Toolserver:User:LA2

From mediawiki.org

This page was moved from the Toolserver wiki.
Toolserver has been replaced by Toolforge. As such, the instructions here may no longer work, but may still be of historical interest.
Please help by updating examples, links, template links, etc. If a page is still relevant, move it to a normal title and leave a redirect.

LA2 is the username of Lars Aronsson, Sweden.

April 2013: Note to self: to login, "ssh la2@willow.toolserver.org". To change the weekly job: ssh hawthorn ; cronie -e

January 2012: I ask for more quota, but this somehow doesn't work, so my data collection for January and first half of February consists of many files that are 0 bytes long.

December 5, 2011: I uploaded historic linkstats to the Internet Archive for 2008, 2009, Q1 2010, Q2 2010, Q3 2010, Q4 2010, and for 2011: January, February, March, April, May, June, July, August, and September.

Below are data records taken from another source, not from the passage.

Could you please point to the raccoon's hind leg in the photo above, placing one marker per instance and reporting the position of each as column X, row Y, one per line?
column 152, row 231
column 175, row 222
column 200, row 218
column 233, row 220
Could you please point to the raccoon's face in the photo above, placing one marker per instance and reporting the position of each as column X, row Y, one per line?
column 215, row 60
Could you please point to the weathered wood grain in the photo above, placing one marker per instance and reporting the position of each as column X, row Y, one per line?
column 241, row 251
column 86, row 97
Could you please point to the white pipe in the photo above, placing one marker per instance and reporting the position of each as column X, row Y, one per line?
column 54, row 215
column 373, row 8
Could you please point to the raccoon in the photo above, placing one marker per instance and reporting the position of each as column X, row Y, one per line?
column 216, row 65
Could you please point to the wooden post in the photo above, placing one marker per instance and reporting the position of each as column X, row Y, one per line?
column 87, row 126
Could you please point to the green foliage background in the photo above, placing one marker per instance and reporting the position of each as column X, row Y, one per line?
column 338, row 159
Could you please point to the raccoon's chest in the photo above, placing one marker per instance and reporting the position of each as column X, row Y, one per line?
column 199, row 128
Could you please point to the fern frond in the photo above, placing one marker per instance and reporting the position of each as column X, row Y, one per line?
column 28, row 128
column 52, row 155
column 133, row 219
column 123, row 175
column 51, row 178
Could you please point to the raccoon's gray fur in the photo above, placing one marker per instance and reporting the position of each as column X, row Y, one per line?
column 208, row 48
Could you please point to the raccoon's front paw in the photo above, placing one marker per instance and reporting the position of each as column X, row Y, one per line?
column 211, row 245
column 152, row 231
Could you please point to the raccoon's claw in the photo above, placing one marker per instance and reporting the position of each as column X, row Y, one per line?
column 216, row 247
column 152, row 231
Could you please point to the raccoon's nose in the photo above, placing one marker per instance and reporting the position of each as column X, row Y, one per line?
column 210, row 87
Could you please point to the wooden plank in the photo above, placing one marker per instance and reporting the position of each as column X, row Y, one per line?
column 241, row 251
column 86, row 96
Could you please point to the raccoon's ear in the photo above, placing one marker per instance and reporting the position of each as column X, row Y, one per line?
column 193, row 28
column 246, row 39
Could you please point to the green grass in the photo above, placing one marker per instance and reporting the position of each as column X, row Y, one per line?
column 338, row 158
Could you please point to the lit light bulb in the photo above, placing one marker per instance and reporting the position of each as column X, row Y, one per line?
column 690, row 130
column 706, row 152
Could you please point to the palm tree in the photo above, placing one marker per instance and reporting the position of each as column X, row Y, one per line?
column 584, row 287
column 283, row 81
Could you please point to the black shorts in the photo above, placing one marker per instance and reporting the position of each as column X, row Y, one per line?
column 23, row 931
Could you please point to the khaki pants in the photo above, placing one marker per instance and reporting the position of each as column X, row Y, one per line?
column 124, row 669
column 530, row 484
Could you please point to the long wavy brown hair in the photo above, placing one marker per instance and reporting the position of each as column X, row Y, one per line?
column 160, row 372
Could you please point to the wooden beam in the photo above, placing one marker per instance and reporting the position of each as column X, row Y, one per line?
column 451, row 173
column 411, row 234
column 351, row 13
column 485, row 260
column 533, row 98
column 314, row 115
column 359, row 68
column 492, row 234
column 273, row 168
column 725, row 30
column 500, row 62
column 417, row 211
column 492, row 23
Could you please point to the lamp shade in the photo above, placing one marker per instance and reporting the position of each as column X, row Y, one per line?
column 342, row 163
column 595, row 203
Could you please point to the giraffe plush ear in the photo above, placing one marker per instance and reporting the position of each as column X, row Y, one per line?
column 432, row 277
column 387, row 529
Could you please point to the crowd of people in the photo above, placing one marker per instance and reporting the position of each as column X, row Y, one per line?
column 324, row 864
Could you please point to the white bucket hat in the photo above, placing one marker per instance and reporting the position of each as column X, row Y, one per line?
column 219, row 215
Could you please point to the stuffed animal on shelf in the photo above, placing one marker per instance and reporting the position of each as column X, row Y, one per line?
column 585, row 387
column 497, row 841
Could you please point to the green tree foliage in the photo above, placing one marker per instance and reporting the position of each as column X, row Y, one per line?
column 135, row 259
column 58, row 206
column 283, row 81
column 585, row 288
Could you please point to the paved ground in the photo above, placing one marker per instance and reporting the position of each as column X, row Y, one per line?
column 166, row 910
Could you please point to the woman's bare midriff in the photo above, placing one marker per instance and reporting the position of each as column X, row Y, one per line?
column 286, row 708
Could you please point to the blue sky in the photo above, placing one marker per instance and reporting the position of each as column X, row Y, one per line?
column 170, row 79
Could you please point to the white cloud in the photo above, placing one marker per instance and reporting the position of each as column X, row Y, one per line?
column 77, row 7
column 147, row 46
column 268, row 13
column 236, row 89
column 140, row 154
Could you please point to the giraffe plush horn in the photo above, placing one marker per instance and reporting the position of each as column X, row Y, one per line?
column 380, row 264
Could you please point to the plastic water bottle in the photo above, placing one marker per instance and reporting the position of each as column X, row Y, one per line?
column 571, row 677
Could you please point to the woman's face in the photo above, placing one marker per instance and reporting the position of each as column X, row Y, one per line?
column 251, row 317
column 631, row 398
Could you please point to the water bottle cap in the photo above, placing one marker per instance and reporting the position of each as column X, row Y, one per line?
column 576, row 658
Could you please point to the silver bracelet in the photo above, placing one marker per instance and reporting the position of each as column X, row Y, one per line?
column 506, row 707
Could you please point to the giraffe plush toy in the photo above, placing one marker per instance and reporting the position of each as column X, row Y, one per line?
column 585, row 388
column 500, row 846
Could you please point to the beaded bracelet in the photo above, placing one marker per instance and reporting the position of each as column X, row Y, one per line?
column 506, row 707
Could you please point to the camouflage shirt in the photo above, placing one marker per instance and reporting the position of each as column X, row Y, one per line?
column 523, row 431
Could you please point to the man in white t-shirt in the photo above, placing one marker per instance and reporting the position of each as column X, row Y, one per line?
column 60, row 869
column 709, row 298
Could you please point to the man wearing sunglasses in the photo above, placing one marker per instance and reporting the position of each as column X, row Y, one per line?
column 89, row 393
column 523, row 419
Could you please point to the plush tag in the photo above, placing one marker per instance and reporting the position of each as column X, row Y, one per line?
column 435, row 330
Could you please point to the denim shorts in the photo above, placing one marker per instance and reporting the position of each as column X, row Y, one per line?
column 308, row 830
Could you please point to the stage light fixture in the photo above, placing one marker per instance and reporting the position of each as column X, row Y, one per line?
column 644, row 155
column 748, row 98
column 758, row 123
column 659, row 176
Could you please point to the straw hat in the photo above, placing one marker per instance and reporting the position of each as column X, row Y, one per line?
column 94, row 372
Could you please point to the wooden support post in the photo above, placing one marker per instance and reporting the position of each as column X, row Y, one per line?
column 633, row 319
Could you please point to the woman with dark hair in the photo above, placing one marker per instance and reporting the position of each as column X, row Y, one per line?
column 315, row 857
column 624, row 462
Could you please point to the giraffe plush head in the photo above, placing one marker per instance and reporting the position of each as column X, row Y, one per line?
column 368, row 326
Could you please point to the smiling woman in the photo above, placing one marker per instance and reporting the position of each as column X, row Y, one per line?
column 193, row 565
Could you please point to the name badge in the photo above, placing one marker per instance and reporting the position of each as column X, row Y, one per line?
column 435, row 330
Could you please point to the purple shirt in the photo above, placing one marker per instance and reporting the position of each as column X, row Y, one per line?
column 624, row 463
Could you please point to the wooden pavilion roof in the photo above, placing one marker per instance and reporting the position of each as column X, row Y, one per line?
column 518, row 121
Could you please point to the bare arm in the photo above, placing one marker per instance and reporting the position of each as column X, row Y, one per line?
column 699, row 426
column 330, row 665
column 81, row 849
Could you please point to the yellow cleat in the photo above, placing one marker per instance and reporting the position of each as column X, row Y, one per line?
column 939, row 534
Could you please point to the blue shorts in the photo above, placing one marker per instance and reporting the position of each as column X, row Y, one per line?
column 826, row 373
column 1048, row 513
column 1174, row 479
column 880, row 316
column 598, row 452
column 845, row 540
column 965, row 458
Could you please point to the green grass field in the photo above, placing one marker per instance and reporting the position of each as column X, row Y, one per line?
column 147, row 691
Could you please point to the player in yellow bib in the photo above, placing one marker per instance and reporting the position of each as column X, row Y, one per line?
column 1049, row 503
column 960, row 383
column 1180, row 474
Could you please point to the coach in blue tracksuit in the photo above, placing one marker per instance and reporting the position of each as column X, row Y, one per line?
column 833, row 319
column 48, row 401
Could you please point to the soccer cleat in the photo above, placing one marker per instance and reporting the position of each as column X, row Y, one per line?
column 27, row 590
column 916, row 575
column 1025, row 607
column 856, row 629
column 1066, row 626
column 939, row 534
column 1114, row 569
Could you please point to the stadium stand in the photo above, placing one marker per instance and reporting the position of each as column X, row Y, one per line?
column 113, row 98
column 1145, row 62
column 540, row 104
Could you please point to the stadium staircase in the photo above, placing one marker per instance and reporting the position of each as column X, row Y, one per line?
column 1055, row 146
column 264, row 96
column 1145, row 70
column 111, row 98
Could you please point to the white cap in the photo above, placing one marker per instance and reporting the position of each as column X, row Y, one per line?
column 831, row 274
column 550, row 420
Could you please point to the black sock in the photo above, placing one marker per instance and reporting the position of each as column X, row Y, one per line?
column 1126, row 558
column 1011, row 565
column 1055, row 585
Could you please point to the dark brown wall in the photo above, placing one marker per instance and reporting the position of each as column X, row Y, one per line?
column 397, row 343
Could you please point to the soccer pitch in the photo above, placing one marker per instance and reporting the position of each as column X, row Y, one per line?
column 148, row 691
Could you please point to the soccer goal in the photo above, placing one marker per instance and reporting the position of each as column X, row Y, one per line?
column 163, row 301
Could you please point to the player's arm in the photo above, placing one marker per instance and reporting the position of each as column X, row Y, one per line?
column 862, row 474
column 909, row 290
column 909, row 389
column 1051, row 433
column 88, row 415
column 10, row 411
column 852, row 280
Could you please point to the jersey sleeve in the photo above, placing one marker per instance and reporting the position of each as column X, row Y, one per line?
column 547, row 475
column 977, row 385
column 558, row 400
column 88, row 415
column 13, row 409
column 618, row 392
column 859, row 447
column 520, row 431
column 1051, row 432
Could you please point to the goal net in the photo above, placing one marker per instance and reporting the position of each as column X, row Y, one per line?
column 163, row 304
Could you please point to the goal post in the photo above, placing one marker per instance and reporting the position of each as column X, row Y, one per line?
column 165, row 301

December 3, 2011: You can download historic linkstats, based on database dumps for commonswiki, enwiki, frwiki, nowiki, svwiki. Each line contains the count of external links from the Article, File, Author, Index, and Portal namespaces, a comma, and the domain.

November 29, 2011: My link statistics have evolved to include some more namespaces (File, Author, Index, Portal) and all available websites. This runs as an SQL query on the toolserver for all databases (~la2/linkstats.sh), except for commons.wikimedia and en.wikipedia, where it times out. For these and for historic data, I have a different script (~la2/dumplinks.pl) that can parse the database dumps (page.sql and externallinks.sql). This is fine as a proof of concept. Now, in what format should these data be made available? And what kinds of reports are useful?

November 25, 2011: You can download linkstats.csv, containing statistics on external links for a number of Wikimedia projects. This is based on the following query:

select count(*), trim(leading 'www.' from substring_index(substring_index(el_to, '/', 3),'/',-1)) as site
 from externallinks, page
 where el_from = page_id and page_namespace=0
 group by 2  having count(*) >= 10;